Adams, Jefferson, John and Paul

As part of my winter in New York ritual, I select meatier books to read during the extreme cold.  In past years, I was able to work through some long Michener novels; this year, I am working through David McCullough’s “John Adams”.  Prior to this I had done some reading on Jefferson individually (I believe it was, “Thomas Jefferson: An Intimate History” by Fawn M Brodie) as well as collectively in Joseph Ellis’ “Founding Brothers”.  When considering John Adams and Thomas Jefferson, I find a striking resemblance to the relationship and personalities of John Lennon and Paul McCartney.
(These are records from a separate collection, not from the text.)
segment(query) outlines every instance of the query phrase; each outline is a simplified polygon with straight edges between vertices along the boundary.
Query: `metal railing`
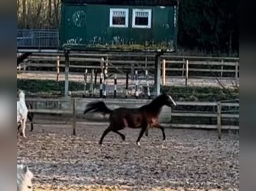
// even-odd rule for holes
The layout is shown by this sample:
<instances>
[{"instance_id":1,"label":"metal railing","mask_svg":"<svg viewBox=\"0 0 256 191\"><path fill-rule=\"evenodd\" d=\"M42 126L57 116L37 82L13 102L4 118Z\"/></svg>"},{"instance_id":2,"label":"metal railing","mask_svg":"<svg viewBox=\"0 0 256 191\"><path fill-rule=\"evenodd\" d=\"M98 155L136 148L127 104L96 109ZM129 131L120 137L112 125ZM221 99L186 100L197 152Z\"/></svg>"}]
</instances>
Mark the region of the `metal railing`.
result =
<instances>
[{"instance_id":1,"label":"metal railing","mask_svg":"<svg viewBox=\"0 0 256 191\"><path fill-rule=\"evenodd\" d=\"M58 48L59 45L58 30L18 29L17 48Z\"/></svg>"}]
</instances>

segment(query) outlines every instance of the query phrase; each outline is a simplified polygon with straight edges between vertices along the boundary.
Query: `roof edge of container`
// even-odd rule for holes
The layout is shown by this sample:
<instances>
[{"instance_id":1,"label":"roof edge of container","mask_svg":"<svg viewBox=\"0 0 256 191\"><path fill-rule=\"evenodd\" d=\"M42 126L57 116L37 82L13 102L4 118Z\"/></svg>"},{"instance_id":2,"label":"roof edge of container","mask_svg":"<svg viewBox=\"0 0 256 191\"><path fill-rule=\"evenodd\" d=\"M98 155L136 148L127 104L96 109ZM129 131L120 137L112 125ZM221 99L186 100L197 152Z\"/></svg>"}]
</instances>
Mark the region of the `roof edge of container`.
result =
<instances>
[{"instance_id":1,"label":"roof edge of container","mask_svg":"<svg viewBox=\"0 0 256 191\"><path fill-rule=\"evenodd\" d=\"M112 5L174 6L177 0L61 0L62 3Z\"/></svg>"}]
</instances>

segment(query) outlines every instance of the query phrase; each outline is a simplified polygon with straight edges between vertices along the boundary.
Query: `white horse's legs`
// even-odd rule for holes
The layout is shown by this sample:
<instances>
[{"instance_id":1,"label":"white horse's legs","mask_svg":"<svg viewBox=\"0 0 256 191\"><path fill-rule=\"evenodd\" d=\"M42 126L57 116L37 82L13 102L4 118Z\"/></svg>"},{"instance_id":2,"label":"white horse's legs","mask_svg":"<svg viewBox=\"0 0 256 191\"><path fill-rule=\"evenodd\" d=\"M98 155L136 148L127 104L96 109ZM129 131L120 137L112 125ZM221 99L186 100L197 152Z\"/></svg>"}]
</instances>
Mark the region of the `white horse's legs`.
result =
<instances>
[{"instance_id":1,"label":"white horse's legs","mask_svg":"<svg viewBox=\"0 0 256 191\"><path fill-rule=\"evenodd\" d=\"M23 119L21 123L21 127L22 128L22 134L23 137L26 138L26 135L25 134L25 130L26 129L26 119Z\"/></svg>"}]
</instances>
First the personalities:  If one were to use words to describe John Lennon, they would likely use terms like “a dreamer,” “out there,” “charismatic” and so forth.  Similarly, I would consider Jefferson in many ways to have been somewhat of a dreamer, perhaps a visionary of utopian government and individual freedoms without necessarily being bothered with the devil in the details.  Both championed individual liberties, yet it may be said neither necessarily lived the life of Mother Theresa to accomplish the goal.  Lennon sang, “…imagine no possessions, I wonder if you can…” and while he may have imagined it, he didn’t give up his posh Dakota apartment to feed the poor.  Similarly, Jefferson imagined individual equality and liberty, yet he did not apply it to the slaves that he owned, nor did he take action to downsize Monticello.  The evidence would suggest that neither Lennon nor Jefferson was particularly a fan of organized, formal religion, although I believe the social environment of the time permitted Lennon to be a bit more vocal.  Despite criticisms that can be applied to both Jefferson and Lennon, they both possessed an aura that inspired others and transcended their personal shortcomings allowing them to be loved and cherished by many.
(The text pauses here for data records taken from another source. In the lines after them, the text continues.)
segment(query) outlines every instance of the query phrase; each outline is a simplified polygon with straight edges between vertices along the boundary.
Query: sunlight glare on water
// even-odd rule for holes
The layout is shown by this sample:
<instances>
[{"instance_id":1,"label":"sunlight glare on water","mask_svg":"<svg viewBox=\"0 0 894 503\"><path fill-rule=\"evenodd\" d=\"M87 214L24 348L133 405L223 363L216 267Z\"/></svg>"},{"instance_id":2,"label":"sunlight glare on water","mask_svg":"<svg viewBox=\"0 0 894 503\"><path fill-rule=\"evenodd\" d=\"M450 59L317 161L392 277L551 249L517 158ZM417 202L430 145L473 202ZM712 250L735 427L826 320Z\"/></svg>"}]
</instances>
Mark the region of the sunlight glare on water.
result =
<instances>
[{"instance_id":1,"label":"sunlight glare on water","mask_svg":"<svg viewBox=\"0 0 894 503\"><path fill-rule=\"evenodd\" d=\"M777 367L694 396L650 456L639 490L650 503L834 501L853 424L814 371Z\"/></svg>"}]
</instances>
When one thinks of John Adams, words like resolute, uncompromising, stalwart, steadfast, maybe even boring may be applied.  It may be said that Jefferson was visionary to see a big picture all at once; Adams, too, saw a big picture, but very much saw this picture as the sum of its parts.  Adams was very much into the details; he was a consummate technician.  It may be said and credited to Adams for providing the grounding necessary for the country to succeed and flourish during a very vulnerable period of transition.  Similarly, I suspect Paul provided a grounding effect for a period of time to John L and the Beatles.
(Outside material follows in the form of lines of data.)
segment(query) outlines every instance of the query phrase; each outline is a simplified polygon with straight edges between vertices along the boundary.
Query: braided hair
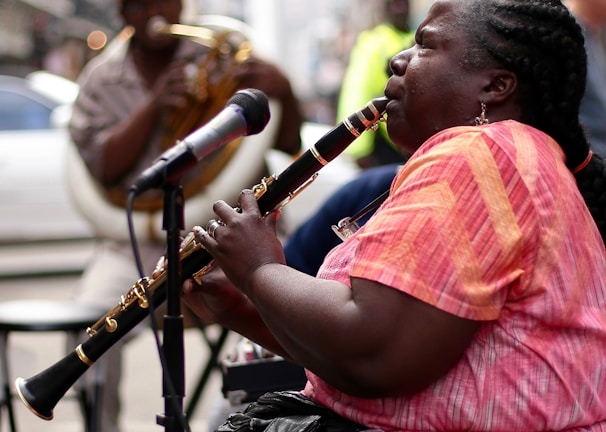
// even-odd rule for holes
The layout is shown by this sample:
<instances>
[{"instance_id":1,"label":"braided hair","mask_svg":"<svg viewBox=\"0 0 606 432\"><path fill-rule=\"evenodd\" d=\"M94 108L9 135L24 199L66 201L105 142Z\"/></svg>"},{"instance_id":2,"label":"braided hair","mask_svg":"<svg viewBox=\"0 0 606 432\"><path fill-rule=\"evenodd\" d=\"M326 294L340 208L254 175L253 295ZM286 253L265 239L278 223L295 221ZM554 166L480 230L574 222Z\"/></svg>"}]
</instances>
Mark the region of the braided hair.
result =
<instances>
[{"instance_id":1,"label":"braided hair","mask_svg":"<svg viewBox=\"0 0 606 432\"><path fill-rule=\"evenodd\" d=\"M469 6L460 19L478 43L465 61L496 62L517 75L521 120L559 143L606 244L606 164L590 156L579 122L587 75L581 27L560 0L475 0Z\"/></svg>"}]
</instances>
Both relationships may be viewed as dynamic and ever changing.  Were John L and Paul friends?  Probably…sometimes…all things considered…in the end…  Was Adams and Jefferson friends?  Same answer.  In both cases the bond of friendship waxed and waned.  In both instances, each was an active collaborator and it may be postulated, each was important in making the other better.  In both sets of relationships, egos and jealousies arose.

I wonder today, who was the walrus of 1776?